The Bank’s spin about a growing carbon market is part of an attempt to deflect attention from the shrinking primary Clean Development Mechanism market. This is the market for carbon credits bought from CDM projects, excluding the speculative further trading of these credits. In 2011, this market fell to US$990 million, the lowest since 2004:
The primary market for pre-2013 Kyoto offsets continued to decline in 2011. The volume of primary CERs (pCERs) [Certified Emission Reductions] contracted fell 27% year on year (yoy) to approximately 91 million tons of carbon dioxide equivalent (tCO2e). As a result, the total value of the primary CDM market fell by 32% yoy to US$ 990 million (€711 million).
As a graphic, things don’t look too good for the CDM:
So, the Bank massages these numbers by adding in nearly US$2 billion for forward pCERs.
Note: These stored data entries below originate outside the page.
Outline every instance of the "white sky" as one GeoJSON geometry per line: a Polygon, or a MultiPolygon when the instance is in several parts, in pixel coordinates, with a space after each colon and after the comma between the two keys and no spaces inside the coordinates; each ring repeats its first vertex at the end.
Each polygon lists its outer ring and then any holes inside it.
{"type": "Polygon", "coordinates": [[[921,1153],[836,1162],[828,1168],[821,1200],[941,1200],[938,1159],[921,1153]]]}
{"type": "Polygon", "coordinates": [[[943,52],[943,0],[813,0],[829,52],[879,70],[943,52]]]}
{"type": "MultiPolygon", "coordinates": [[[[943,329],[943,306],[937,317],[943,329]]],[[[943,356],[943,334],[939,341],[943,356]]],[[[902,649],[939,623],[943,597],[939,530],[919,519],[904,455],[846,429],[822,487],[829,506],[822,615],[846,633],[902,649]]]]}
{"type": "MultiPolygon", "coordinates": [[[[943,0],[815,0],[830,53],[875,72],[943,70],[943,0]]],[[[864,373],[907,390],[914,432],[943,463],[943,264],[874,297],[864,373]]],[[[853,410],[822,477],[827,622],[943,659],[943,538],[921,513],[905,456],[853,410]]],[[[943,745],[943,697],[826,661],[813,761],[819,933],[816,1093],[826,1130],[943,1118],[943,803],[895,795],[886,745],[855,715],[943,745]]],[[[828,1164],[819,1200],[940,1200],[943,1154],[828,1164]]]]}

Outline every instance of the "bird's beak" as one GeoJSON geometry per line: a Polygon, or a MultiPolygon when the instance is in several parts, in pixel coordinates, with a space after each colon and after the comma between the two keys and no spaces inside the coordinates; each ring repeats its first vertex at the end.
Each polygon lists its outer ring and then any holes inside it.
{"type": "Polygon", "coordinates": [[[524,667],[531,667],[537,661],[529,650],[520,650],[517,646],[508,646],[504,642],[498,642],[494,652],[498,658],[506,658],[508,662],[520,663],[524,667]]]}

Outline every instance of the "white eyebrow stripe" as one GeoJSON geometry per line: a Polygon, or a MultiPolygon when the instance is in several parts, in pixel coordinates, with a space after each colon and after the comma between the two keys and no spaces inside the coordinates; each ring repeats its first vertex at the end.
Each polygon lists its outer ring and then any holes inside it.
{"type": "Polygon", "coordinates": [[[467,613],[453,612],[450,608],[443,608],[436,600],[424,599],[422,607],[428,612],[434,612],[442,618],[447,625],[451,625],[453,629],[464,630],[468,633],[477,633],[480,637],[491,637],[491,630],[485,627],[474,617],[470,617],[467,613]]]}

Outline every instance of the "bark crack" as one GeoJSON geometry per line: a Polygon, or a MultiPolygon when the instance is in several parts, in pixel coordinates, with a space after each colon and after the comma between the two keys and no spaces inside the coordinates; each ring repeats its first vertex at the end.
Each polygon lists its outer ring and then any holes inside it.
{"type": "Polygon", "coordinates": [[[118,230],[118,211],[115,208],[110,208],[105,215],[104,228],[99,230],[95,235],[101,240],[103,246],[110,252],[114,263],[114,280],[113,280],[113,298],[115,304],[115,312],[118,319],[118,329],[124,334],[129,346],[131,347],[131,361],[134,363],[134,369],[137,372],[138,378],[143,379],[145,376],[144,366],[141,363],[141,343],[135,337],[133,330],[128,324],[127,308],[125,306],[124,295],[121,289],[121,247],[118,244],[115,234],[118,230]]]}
The Bank’s press release explains that,
“With the end of the first commitment period of the Kyoto Protocol in 2012, the value of the pre-2013 primary CER [Certified Emission Reduction], ERU [Emission Reduction Unit] and AAU [Assigned Amount Unit] markets declined once again in 2011. Not surprisingly, however, the market is starting to look beyond 2012 and consequently the post-2012 primary CDM market increased by a robust 63 percent, to US$2 billion, despite depressed prices and limited long-term-visibility.”
These are “call options on credits that are not yet issued,” Reyes explains. “Put simply, it’s counting an option to buy a credit that does not yet exist as part of the value of the CDM.” These are called ERPAs (Emission Reductions Purchase Agreements) and the Bank admits that at current price levels it’s unlikely that these options will be taken up:
“[W]ithout a brighter market outlook, it is unlikely that a substantial proportion of these post-2012 ERPAs will be exercised at the indicative prices and volumes
established in these documents.”
There’s a great deal of useful information in the World Bank’s report. The problem is the spin. The World Bank is not an honest broker. It has invested way too much in carbon markets to be able to pretend that this is anything like a neutral analysis. It is a Bank attempting to boost a sector that it stands to benefit from.
But the signs are clear to read – not only in the report’s text. The report’s cover is a staircase spiralling down and down to a small blue circle. By the time we’ve reached the bottom, it’s a long climb back. The first photograph in the report is a road going straight through a desert into the setting sun. It could, of course, be a sunrise and the image is full of the symbolism of a new dawn, but to me it looks like the Bank is inadvertently confirming that this is a report about the sunset of the carbon markets.